00:00Yemen has been at war since Iran-backed Houthi rebels ousted the government in 2014,
00:08triggering a Saudi-led military intervention, but a new internal conflict has been brewing
00:14in recent weeks. The face-off involves rival armed factions loosely grouped under the government,
00:20but separately backed by the United Arab Emirates and Saudi Arabia. The UAE on Tuesday 30th
00:27said it was pulling its remaining forces out of Yemen, following a Saudi demand to withdraw
00:33within 24 hours, as tensions escalate over a sweeping offensive by Abu Dhabi-backed separatists
00:40who have refused to pull back. Here is what we know about the latest events threatening
00:45the already fractured government and what could happen next.
00:49This month, the Southern Transitional Council, or STC, a UAE-backed secessionist group and
01:02key government partner, seized most of resource-rich Hadramat province and swaths of neighboring
01:09Mara. Saudi Arabia, chief supporter of Yemen's government, has hit back, and tensions escalated
01:15Tuesday when a Saudi-led military coalition attacked an alleged shipment of weapons and
01:21combat vehicles it said was sent from the UAE to the separatists. The UAE denied sending
01:27weapons to the STC. After the strikes, Yemen's Presidential Council dissolved a defense pact
01:33with the UAE and declared a 90-day state of emergency. The strikes came after raids hit STC
01:40positions on Friday, following calls from Riyadh for a separatist withdrawal.

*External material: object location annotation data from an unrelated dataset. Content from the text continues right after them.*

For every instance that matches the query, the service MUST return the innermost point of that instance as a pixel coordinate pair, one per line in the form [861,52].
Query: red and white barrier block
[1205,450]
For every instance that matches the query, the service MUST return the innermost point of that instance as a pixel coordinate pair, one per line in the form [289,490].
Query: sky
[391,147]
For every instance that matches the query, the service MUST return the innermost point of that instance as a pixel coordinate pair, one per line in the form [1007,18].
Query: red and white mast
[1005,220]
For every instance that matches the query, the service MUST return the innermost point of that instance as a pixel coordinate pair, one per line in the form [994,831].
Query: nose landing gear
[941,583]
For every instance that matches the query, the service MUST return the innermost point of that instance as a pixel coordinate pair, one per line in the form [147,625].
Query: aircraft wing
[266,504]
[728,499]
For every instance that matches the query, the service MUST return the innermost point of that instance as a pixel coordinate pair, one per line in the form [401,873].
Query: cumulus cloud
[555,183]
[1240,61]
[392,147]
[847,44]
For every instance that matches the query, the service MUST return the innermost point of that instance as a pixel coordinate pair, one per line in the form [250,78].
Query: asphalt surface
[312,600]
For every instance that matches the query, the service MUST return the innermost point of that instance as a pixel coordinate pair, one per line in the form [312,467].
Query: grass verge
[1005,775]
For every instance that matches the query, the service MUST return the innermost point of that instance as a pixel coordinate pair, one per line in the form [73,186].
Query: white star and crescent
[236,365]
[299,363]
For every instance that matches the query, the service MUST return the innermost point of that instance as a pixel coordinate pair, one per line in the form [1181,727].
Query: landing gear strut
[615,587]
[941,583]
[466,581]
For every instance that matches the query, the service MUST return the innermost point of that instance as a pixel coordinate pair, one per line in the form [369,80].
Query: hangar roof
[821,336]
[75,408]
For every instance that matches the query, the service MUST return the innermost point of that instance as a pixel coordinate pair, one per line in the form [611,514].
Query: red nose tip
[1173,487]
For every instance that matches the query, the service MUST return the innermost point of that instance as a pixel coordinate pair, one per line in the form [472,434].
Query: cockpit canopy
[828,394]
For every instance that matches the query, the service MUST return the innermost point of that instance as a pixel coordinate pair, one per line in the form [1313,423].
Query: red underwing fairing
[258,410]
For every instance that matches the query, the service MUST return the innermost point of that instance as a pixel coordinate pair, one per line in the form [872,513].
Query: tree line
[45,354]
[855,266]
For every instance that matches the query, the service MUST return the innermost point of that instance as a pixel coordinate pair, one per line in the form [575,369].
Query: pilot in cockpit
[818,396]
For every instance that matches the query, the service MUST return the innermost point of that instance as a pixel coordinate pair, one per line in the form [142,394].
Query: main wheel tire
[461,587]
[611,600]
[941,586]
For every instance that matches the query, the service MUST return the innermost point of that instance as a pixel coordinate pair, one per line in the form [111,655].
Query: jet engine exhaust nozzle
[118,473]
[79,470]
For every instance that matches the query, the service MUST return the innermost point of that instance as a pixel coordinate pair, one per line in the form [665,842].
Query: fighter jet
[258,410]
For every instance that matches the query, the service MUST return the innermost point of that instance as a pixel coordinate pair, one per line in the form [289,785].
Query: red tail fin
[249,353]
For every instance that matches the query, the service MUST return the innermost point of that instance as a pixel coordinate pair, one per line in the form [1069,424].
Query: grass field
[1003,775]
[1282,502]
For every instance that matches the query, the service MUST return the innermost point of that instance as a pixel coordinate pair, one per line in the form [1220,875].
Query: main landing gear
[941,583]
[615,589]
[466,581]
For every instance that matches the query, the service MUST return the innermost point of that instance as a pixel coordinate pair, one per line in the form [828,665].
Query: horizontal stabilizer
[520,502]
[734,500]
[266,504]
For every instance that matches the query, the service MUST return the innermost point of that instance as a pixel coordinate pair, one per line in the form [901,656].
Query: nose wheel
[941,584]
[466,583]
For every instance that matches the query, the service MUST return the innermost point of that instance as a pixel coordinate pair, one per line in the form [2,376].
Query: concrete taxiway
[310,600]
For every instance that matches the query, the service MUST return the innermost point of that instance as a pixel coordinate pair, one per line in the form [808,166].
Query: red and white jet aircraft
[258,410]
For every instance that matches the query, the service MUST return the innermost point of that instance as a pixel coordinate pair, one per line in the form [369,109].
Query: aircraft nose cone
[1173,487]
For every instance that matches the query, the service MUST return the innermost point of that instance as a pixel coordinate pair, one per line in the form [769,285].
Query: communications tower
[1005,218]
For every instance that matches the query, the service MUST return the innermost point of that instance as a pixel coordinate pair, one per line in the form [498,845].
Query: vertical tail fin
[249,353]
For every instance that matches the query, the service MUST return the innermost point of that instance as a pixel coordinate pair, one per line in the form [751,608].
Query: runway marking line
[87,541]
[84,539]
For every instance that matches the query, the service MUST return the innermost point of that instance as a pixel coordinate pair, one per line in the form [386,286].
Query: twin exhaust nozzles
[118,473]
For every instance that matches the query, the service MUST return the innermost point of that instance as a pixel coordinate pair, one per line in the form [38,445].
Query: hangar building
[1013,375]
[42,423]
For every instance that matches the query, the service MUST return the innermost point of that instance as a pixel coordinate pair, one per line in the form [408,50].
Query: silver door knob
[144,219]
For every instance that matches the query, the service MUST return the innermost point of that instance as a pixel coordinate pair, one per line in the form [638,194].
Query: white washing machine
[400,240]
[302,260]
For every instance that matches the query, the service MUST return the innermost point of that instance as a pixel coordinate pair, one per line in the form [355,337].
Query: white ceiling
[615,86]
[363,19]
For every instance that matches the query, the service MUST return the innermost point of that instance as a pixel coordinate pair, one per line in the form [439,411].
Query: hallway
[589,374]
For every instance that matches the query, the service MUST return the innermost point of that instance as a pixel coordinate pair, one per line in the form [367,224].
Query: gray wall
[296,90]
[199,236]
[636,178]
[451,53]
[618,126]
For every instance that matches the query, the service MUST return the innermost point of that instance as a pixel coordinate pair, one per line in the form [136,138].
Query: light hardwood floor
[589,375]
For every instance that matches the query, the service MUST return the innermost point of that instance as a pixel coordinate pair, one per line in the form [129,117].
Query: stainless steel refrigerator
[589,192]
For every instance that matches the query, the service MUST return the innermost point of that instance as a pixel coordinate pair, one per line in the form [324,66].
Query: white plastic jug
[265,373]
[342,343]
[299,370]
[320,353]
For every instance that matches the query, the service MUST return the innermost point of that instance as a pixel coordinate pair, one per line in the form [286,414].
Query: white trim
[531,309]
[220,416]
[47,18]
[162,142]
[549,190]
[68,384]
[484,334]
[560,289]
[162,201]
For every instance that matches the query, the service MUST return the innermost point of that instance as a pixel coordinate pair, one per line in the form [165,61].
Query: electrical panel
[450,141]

01:45Later Tuesday, the UAE announced its remaining forces would leave Yemen, before an STC spokesman
01:52vowed the separatists would hold their positions. A Yemeni military official said around 15,000
01:58Saudi-backed fighters were massed near the Saudi border, with no orders to advance.
02:03The standoff risks upending Yemen's fragile three-and-a-half-year truce, wrote April Longley
02:09Ali, a senior fellow at the Washington Institute, in an analysis. He added that it could also
02:16further strain relations between key U.S. allies Saudi Arabia and the UAE.
02:27Observers said that the STC appears to be launching a bid for greater self-determination
02:32over territories it controls, or even outright independence. Headed by Eideros al-Zubidi,
02:39the STC is a coalition of groups that want to bring back South Yemen, which existed from
02:451967 to 1990, when it reunified with North Yemen. They now control almost all of South
02:52Yemen's former territory. Gregory D. Johnson, a non-resident fellow at the Arab Gulf States
02:58Institute, in a recent analysis wrote that the STC is betting that if the South can be united
03:04under a single leadership, its own, of course, it can cordon the South off from the Houthis in the
03:10North, utilize oil and gas revenue, and create a stable and functioning state. Johnson added that such
03:17a move is a tall order, and it will likely be contested both internally and externally.
03:30Hadramaut is Yemen's largest province, comprising roughly a third of the country's territory and its wealthiest.
03:36It is home to most of Yemen's vital petroleum deposits, and its ports are away from the Red Sea
03:43hotspot that regularly comes under Houthi fire. But for the Saudis, the province abutting their
03:49southern border is about more than just land and wealth. For generations, Hadramaut families have been
03:55a force in the Saudi economy and make up a sizable portion of the business community. Seen as having
04:01entrepreneurial skills and grit, migrants from Hadramaut have long flourished in Saudi Arabia,
04:07from running family restaurants to starting multi-billion-dollar construction consortiums.
04:12Losing Hadramaut to a UAE-backed militia would be a strategic blow to Riyadh.
04:24The latest escalation pits the Saudi alliance against a militia keen to exert control over territory
04:30it sees as historically distinct from the rest of Yemen. The decade-long, largely fruitless fight
04:37against the Houthis may not give Riyadh much cause for optimism. Despite spending billions in a campaign
04:43including airstrikes, the Saudi-led intervention has failed to bring the Houthis to heel. Military
04:49experts cite the south's more open terrain as playing to Saudi Arabia's possible advantage.
04:56An air campaign alone, however, is unlikely to dislodge their forces.